As director of the World Health Organization’s Department of HIV/AIDS, he led the “3 by 5” initiative, which sought to treat three million new HIV/AIDS patients in developing countries with antiretroviral drugs by 2005. Launched in September 2003, the ambitious program ultimately reached its goal in 2007.

Before that, Kim teamed up with another pioneering physician-anthropologist, Dr. Paul Farmer, to found Partners In Health, a Boston-based nonprofit organization now working in impoverished communities on four continents. Partners in Health proved that first-class healthcare can be delivered to the poorest sections of the poorest countries.

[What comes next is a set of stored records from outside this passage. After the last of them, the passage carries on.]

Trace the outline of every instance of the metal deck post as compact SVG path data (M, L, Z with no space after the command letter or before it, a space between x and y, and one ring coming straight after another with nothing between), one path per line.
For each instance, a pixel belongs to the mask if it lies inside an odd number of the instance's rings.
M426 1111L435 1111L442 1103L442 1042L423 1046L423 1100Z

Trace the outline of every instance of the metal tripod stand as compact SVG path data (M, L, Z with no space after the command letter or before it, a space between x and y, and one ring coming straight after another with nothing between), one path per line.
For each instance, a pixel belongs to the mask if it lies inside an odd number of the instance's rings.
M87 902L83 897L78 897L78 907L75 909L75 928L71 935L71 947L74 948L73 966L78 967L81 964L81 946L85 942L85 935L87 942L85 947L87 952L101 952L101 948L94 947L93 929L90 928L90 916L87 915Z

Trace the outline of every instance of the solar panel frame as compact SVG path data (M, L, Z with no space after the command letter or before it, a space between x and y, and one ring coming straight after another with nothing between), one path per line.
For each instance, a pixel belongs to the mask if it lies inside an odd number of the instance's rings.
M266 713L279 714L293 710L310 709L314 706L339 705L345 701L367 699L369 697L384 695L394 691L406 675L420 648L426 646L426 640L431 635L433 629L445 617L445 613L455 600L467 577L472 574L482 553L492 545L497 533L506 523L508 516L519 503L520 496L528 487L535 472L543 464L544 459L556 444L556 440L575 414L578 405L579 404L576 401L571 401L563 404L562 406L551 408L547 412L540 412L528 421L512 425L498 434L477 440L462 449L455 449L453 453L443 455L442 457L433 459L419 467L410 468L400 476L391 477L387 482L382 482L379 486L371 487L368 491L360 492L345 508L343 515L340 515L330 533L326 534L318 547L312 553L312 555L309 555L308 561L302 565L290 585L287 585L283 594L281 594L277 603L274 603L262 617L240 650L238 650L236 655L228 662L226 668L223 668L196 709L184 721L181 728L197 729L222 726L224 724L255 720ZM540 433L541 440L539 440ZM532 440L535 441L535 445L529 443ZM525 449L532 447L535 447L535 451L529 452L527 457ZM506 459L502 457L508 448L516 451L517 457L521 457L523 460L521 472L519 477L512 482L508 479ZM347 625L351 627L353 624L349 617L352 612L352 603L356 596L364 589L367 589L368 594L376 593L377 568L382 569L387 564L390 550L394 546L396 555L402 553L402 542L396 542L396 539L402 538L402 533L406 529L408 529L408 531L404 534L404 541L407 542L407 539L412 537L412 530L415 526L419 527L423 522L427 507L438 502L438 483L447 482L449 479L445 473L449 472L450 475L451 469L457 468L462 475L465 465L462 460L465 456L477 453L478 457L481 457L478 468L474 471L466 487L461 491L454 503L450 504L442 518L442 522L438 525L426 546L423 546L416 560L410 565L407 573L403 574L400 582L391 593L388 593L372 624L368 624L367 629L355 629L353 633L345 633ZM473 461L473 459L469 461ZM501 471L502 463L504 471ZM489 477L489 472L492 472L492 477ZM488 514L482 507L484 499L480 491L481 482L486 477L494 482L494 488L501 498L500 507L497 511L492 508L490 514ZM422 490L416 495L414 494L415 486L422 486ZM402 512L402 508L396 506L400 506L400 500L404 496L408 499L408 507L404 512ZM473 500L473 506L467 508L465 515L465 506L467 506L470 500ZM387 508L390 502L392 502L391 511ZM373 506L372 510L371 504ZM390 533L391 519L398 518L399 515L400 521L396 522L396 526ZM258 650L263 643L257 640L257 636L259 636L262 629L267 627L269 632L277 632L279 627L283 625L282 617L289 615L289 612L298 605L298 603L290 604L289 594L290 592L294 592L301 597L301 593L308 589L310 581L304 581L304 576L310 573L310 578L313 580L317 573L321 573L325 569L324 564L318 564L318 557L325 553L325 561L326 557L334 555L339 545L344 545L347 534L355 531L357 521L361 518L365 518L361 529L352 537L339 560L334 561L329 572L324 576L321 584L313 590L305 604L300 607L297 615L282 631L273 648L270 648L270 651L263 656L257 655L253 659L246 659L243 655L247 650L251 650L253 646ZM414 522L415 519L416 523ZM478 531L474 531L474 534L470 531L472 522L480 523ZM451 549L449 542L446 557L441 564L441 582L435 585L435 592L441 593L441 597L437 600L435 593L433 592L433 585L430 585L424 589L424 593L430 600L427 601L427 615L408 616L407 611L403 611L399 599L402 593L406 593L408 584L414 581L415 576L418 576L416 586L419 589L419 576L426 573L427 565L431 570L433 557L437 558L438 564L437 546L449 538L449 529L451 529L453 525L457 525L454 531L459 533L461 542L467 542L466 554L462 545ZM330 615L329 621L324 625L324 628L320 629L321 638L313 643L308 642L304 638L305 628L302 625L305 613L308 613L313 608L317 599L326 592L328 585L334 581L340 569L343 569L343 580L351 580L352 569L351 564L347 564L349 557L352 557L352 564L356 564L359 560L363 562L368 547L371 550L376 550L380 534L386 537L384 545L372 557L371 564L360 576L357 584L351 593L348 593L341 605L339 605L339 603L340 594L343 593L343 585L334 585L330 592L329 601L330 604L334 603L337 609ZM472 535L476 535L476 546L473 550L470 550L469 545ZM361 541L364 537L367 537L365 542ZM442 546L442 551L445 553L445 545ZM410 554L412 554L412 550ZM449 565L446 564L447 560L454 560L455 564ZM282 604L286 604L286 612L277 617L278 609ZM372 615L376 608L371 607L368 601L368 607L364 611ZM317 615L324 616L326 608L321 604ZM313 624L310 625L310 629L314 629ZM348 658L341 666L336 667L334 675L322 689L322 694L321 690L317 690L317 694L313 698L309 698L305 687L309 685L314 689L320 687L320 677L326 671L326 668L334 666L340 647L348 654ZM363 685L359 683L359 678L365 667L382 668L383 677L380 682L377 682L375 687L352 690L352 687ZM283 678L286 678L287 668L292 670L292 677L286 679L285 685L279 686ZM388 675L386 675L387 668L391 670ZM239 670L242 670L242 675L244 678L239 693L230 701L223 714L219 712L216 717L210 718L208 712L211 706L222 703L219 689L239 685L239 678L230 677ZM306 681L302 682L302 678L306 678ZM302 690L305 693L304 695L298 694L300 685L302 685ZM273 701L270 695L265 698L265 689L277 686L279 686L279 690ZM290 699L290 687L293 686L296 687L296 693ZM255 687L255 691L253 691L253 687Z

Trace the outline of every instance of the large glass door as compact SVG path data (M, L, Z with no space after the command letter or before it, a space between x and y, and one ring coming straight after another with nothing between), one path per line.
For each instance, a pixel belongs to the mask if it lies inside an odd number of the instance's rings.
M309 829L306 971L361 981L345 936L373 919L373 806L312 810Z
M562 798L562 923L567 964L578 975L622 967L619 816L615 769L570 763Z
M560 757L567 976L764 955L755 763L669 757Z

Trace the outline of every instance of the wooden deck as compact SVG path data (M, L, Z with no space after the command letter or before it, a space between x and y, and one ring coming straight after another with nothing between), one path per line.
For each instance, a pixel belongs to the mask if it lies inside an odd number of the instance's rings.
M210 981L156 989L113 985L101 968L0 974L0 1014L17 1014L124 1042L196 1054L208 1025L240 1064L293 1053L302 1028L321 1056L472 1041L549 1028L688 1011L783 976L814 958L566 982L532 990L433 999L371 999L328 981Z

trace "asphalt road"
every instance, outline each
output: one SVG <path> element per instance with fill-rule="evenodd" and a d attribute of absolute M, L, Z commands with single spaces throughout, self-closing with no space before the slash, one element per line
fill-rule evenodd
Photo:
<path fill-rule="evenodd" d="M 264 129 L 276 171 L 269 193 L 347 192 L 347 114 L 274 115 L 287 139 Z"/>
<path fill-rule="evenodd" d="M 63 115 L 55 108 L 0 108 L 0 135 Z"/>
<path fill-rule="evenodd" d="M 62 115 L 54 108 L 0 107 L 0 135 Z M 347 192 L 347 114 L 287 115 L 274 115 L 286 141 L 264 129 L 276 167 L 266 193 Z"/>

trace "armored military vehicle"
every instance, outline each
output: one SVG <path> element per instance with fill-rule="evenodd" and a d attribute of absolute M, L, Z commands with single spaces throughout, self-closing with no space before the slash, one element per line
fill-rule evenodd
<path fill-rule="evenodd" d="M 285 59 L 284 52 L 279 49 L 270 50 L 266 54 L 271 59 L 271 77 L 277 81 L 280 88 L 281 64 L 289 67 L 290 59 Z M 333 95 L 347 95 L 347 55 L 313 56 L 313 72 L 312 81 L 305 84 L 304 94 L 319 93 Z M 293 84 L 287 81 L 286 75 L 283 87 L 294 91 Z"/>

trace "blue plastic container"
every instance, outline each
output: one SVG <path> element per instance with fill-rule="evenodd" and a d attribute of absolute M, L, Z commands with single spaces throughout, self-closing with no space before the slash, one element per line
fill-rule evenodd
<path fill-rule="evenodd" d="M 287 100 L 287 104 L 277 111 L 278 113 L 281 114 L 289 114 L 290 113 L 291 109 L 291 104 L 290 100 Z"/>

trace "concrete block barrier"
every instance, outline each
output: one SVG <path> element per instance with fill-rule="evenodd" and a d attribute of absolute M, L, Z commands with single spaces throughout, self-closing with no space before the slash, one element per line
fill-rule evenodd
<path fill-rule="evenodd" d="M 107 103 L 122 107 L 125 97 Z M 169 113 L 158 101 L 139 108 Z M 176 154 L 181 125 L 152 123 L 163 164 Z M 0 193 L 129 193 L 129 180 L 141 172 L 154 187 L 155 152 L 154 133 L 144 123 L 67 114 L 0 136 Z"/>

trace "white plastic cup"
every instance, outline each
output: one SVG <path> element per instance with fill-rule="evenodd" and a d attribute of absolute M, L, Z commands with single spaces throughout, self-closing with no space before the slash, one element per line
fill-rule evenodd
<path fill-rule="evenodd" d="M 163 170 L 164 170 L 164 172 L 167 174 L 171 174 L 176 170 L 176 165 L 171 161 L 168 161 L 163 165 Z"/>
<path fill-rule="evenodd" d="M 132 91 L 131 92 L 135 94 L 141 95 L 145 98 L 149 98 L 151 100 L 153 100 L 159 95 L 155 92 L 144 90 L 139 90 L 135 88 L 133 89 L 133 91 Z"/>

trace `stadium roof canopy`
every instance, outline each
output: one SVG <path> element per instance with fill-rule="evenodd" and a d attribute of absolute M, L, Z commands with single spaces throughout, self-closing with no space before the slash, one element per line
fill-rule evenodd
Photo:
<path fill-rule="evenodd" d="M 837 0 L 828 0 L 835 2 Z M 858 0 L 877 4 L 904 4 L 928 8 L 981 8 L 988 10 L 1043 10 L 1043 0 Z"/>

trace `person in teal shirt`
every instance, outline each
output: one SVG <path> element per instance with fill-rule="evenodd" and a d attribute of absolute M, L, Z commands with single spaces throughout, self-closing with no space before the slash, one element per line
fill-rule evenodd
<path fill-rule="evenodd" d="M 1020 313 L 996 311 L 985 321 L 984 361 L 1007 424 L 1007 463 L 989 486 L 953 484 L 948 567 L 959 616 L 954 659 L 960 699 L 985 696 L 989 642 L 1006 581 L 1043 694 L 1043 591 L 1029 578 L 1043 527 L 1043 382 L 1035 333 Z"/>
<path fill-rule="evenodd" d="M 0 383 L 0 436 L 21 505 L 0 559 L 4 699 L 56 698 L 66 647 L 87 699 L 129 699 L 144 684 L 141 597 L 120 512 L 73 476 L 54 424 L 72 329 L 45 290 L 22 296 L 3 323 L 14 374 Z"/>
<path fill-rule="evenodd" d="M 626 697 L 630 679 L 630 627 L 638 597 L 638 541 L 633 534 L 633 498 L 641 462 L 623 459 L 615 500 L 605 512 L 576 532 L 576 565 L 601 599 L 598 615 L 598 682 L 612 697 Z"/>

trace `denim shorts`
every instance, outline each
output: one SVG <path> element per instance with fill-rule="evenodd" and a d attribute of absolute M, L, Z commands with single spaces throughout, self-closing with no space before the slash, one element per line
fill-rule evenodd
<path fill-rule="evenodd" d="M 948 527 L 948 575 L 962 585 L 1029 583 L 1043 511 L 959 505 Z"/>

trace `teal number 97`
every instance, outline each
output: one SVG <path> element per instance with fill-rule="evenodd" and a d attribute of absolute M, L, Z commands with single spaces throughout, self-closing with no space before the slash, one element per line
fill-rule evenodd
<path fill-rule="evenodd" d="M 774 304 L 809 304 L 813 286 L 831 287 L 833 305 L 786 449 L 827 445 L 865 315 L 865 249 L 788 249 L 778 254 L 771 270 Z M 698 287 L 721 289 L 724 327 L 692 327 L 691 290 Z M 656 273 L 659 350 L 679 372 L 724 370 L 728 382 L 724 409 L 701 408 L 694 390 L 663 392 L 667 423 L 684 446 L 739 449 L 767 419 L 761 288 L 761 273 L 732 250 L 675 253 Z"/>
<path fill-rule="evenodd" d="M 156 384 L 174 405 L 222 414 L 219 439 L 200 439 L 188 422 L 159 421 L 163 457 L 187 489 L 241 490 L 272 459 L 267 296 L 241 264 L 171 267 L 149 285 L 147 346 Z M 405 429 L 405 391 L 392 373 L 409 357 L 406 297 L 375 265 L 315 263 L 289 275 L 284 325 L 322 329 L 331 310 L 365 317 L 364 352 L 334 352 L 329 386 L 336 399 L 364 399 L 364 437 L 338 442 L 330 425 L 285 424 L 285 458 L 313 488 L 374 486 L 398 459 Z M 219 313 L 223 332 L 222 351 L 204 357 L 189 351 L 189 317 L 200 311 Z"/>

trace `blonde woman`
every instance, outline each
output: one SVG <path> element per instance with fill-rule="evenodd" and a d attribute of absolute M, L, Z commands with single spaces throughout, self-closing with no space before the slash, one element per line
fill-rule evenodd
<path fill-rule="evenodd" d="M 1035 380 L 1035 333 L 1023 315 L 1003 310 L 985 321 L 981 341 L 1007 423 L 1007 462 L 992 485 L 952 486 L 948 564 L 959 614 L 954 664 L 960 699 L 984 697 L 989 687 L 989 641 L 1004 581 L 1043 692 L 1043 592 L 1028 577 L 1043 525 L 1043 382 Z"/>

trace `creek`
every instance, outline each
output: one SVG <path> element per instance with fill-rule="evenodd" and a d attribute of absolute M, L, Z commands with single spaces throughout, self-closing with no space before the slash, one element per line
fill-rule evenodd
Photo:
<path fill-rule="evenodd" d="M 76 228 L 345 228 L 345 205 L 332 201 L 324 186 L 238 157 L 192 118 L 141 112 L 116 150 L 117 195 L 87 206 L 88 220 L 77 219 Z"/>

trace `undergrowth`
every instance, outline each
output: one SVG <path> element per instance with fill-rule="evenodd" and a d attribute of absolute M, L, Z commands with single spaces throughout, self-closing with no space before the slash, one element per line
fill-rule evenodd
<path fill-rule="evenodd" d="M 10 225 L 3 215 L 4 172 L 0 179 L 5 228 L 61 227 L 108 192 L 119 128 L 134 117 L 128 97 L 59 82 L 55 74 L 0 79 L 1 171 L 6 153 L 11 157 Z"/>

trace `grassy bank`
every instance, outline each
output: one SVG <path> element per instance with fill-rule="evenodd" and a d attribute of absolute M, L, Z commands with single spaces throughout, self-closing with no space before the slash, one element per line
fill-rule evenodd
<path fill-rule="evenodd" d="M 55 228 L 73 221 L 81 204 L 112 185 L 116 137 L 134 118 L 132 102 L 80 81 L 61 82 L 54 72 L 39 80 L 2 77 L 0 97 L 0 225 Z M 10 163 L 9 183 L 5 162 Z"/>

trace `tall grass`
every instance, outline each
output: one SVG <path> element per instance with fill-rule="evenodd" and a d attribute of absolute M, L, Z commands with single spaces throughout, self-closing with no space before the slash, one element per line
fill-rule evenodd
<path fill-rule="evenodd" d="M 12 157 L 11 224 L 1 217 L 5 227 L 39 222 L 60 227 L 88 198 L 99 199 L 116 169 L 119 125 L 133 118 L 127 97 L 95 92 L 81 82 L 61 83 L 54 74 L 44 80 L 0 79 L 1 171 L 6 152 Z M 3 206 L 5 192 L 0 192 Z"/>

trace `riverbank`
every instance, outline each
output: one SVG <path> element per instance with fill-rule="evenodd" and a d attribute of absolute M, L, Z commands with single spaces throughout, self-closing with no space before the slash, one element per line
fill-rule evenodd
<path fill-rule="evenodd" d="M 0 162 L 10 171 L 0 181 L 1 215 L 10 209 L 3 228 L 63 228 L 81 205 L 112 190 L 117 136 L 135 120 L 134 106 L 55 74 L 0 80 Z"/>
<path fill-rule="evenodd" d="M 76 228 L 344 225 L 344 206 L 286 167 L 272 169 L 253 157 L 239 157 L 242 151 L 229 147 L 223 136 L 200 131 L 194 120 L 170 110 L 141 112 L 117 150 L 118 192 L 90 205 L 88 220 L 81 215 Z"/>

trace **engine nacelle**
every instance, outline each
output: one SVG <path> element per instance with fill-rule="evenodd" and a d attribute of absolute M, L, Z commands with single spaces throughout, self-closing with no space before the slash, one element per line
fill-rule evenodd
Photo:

Born in 1959 in Seoul, South Korea, Jim Yong Kim moved with his family to the United States at the age of five and grew up in Muscatine, Iowa. He graduated magna cum laude from Brown University in 1982, earned his medical degree from Harvard Medical School in 1991, and received a Ph.D. in anthropology from Harvard University in 1993.

Before assuming the Dartmouth presidency, Kim held professorships and chaired departments at Harvard Medical School, the Harvard School of Public Health, and Brigham and Women’s Hospital, in Boston. He also served as director of Harvard’s François-Xavier Bagnoud Center for Health and Human Rights.

Among his many awards and honors, Kim received a MacArthur “Genius” Fellowship in 2003, was named one of America’s “25 Best Leaders” by U.S. News & World Report in 2005, and was selected as one of Time magazine’s “100 Most Influential People in the World” in 2006.